New Google AI system identifies individual voices in crowds

Avatar By Le Williams | 3 years ago

Google researchers have developed an AI deep learning system, having the ability to separate voices by looking at human faces during conversations and enhancing the voice quality.

The team of researchers facilitated training techniques through a neural network to first understand and recognize the individual voice of humans when conversing alone. Subsequent to the training, the system simulated virtual parties and combined the individual voices, teaching the AI to learn to isolate multiple voices into separate audio tracks.

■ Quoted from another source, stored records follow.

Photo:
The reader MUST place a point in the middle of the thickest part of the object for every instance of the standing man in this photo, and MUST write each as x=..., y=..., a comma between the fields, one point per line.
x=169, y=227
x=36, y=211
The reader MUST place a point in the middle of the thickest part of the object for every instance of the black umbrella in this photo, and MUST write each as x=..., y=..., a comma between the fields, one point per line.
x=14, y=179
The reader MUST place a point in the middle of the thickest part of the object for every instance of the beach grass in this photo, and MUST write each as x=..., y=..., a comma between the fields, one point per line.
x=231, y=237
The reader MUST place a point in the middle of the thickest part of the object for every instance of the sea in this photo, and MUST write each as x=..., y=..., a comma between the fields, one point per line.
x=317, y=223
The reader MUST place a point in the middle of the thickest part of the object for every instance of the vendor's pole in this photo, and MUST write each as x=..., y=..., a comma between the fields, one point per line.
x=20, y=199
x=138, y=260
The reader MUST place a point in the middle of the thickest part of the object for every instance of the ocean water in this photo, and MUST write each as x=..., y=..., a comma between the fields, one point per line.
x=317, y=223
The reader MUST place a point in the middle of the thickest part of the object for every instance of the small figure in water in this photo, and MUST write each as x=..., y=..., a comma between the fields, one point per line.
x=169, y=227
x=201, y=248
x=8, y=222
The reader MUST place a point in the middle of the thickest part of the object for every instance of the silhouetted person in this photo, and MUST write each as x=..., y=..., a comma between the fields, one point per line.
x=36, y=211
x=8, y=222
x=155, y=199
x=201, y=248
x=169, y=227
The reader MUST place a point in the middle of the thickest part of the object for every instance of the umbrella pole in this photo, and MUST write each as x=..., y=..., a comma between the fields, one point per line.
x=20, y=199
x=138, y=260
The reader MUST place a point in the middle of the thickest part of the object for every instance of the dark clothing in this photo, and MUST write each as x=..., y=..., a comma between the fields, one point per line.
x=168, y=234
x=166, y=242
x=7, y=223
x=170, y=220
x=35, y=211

A test clip featured on YouTube reveals Google’s ability to separate the voices of two comedians from Team Coco, identifying their faces and generating an audio track of the individual’s speech. Additionally, the video demonstrates step and step actions towards hearing one particular voice more distinctively by fading out the audience laughter.

According to Google, the method involves combining the auditory and visual signals of an input video to separate the speech. Google observes the movements of a human’s mouth and associates that with produced sounds as the human speaks. The combination of visual elements among the audio supports separating actions and creating clean speech tracks related to a specific visible speaker in a video.

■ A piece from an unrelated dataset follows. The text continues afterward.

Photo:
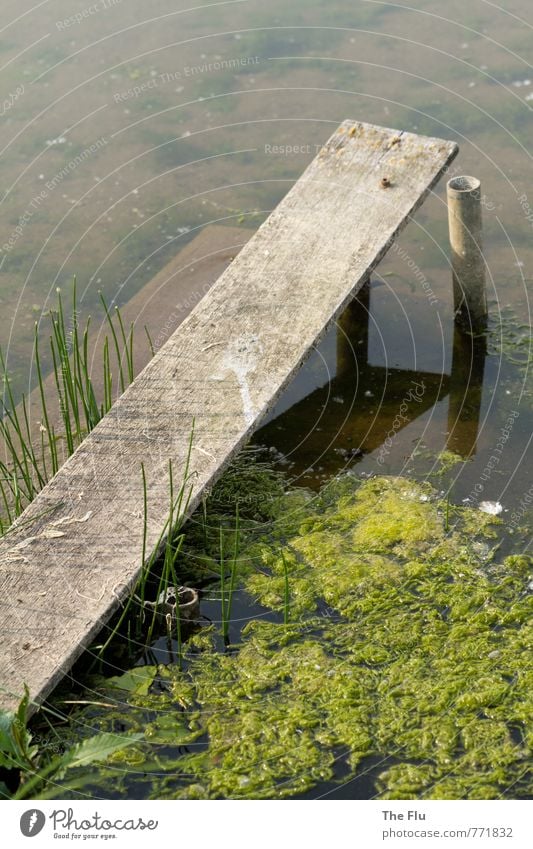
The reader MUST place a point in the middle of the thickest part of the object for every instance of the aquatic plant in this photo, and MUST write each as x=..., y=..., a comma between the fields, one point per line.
x=33, y=455
x=404, y=660
x=30, y=768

Google is dedicated to exploring opportunities in testing features in its products such as Hangouts and Duo, improving the voice of the sender within a crowd.

“We believe this capability can have a wide range of applications, from speech enhancement and recognition in videos, through video conferencing, to improved hearing aids, especially in situations where there are multiple people speaking,” said the Google Research Blog.

Google also considers the AI technology as a benefit towards automatic closed captioning systems where multiple speakers are overlapping each other, creating efficiency as a pre-process for speech recognition.